L’acufene è la percezione di un suono (ronzio, fischio, trillo, ma anche parlato o musica) in assenza di sorgenti esterne, in entrambe le orecchie, in uno solo o in testa e può avere gravi ripercussioni su chi ne soffre. Scopo della gestione dell’acufene deve quindi essere una diminuzione della sua severità e dell’influenza negativa.
L’acufene colpisce il 10-15% della popolazione mondiale, circa 600 milioni di persone, ma l’incidenza è destinata a salire, causa dell’aumento della popolazione anziana e dell’esposizione al rumore: fattori di rischio sono infatti rumore, ma anche ipoacusia, invecchiamento e sesso (maschile).

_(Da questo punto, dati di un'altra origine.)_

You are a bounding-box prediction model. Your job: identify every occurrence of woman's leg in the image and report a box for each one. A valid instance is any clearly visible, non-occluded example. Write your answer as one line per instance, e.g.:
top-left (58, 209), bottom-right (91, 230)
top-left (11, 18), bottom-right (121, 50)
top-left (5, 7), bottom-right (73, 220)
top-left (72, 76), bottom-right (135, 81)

Molte persone riescono a far fronte al disturbo e la loro vita continua normalmente, per altri la quotidianità diventa molto difficile.

“L’ipoacusia è una menomazione improvvisa e soffrire di acufene è come ricevere una doppia batosta”.

Molte prove evidenziano una forte correlazione tra ipoacusia e acufene:

– La maggior parte dei pazienti che soffrono di acufene è affetta anche da ipoacusia

– Tra il 75% e 90% dei pazienti con otosclerosi soffrono di acufene

– Circa l’80% di pazienti affetti da ipoacusia neurosensoriale idiopatica soffre anche di acufene.

Da un piccolo studio su persone normoudenti si è evinto che una sordità simulata può indurre la percezione di un suono fantasma: la ricerca attuale tende infatti a considerare l’acufene come un problema dovuto ad uno squilibrio negli stimoli di eccitazione e inibizione dai neuroni uditivi. La teoria attualmente accettata è quindi quella secondo cui l’acufene nasca nel cervello e sia attivato dalla perdita di normali input provenienti dall’orecchio interno.

Proprio perché l’acufene è associato ad ipoacusia, vale la pena prendere in considerazione gli effetti di un ripristino almeno parziale della capacità uditiva: in 10 studi su 11 l’applicazione di apparecchi acustici ha portato ad un miglioramento dei sintomi dell’acufene con un’attenuazione della sua severità fino al 50%.